Published November 08, 2011, 09:41 PM

WOSTER: Words on the Wall are more than just names

I’ve been to Washington, D.C., just once in my life, and my tour guide packed so much stuff into the couple of days I was in town that I didn’t get to process the experience.

By: Terry Woster, The Daily Republic

I’ve been to Washington, D.C., just once in my life, and my tour guide packed so much stuff into the couple of days I was in town that I didn’t get to process the experience.

I was in the nation’s capital on business and had most of one day and part of a second to see the sights. It was a slap-dash affair, rushing from place to place, monument to monument, all over the city.

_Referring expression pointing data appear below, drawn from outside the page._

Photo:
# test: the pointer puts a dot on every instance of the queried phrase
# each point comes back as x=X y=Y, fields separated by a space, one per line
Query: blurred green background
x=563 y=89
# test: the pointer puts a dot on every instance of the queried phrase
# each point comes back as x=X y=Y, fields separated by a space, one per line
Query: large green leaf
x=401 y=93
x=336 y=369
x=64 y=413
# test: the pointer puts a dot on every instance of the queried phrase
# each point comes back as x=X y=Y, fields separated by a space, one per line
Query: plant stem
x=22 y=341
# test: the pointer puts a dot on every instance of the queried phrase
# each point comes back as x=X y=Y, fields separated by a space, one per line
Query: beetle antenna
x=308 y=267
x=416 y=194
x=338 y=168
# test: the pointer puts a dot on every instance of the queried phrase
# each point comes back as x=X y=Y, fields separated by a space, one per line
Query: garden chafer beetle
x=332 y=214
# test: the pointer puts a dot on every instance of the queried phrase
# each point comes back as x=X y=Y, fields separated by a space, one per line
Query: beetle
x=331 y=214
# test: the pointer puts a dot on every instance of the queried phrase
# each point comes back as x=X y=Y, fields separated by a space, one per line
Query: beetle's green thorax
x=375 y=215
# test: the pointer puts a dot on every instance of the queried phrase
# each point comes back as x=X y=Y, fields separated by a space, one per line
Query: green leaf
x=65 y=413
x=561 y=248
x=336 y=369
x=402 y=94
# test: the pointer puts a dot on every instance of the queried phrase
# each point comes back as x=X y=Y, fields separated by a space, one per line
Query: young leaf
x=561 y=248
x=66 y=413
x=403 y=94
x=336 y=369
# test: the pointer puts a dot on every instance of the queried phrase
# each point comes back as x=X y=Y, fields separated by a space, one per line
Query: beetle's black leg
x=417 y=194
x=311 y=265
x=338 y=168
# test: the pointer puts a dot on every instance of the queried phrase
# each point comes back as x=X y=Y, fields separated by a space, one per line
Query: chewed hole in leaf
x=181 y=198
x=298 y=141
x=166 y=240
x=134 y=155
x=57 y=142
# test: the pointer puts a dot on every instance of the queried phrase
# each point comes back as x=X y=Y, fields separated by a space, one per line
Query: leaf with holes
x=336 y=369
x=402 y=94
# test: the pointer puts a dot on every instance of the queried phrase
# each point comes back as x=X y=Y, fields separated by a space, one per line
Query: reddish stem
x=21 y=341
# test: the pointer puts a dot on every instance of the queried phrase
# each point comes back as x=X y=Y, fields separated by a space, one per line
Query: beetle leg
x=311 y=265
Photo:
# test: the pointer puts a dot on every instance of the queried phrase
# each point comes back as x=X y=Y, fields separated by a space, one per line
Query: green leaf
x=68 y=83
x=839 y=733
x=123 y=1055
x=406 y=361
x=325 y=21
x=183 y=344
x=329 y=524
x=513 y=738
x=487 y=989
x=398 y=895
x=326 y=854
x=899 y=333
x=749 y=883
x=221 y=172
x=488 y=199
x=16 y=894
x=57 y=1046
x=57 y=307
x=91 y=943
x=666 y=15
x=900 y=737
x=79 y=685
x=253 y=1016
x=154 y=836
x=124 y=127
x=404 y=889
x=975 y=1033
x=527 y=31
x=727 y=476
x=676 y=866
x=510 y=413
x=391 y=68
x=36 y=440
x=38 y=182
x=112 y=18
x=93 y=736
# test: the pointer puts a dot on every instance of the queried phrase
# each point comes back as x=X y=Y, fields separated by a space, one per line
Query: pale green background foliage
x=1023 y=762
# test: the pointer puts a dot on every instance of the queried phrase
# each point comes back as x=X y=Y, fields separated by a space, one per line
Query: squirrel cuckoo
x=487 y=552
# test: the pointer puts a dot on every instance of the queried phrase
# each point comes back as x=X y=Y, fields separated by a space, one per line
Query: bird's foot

Two things I clearly remember.

The Lincoln Memorial was magnificent. Although part of it was under construction (not sure what they were doing, just that there were construction blocks around and roped-off areas here and there), it was everything I expected and more. I’ve been something of a Civil War nut in my time, interested in the causes of the conflict and in the ferocious battles that raged for most of four years. I’ve never quite fathomed how a disagreement among citizens in this country — even a century and one-half ago — could have ended in such bloodshed. Battle after battle left thousands from each side dead on the ground, left thousands upon thousands more with grotesque, indescribable wounds.

We talk sometimes of surgical strikes and clean bombs and such. The Civil War had none of that. Soldiers went off to fight knowing that a battlefield wound quite likely meant a slow and excruciatingly painful death.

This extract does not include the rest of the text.